Makes me hungry to roast some pork....


----------



## Will_Crump (Sep 19, 2018)

Thanks, Sonny!! :-)
I am so glad I found this place and people who are willing to help.  I guess it's understandable, but competition pit masters only sell their recipes and knowledge while restaurant owner's clam up as if guarding an ancient Chinese secret.


----------



## gmh313 (Sep 19, 2018)

1/2 gallon apple cider vinegar
1.5 cups sugar
2 cups ketchup preferably made with no high fructose
1/2 cup worcestershire
4 tablespoons crushed red flakes
3 teaspoons chili powder
table spoon cumin
2 teaspoon onion
2 teaspoon garlic
couple extra shakes of hotsauce to taste

mix all up, bring to a simmer and you're good to go.

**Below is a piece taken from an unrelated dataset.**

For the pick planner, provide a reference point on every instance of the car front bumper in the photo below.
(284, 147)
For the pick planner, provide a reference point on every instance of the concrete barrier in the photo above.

The vinegar keeps it safe to store at room temp for weeks, you'll go through it quicker than you think. Used it on my pulled pork for the boys on Monday...worked well.


----------



## SonnyE (Sep 19, 2018)

Will_Crump said:


> Thanks, Sonny!! :)
> I am so glad I found this place and people who are willing to help.  I guess it's understandable, but competition pit masters only sell their recipes and knowledge while restaurant owner's clam up as if guarding an ancient Chinese secret.



Yep. But as you can see, most here are happy to share. :D
OK, I'm gonna run out and get me some Butt, and some Apple pellets. :)


----------



## Will_Crump (Sep 19, 2018)

Did my thread give you a hankerin' for some BBQ?;)


----------



## flatbroke (Sep 19, 2018)

welcome to the forum.


----------



## Will_Crump (Sep 19, 2018)

Thanks, flatbroke!! Good to be here.
I finally found a think tank for connoisseurs of fine barbecue!!


----------



## SonnyE (Sep 19, 2018)

Will_Crump said:


> Did my thread give you a hankerin' for some BBQ?;)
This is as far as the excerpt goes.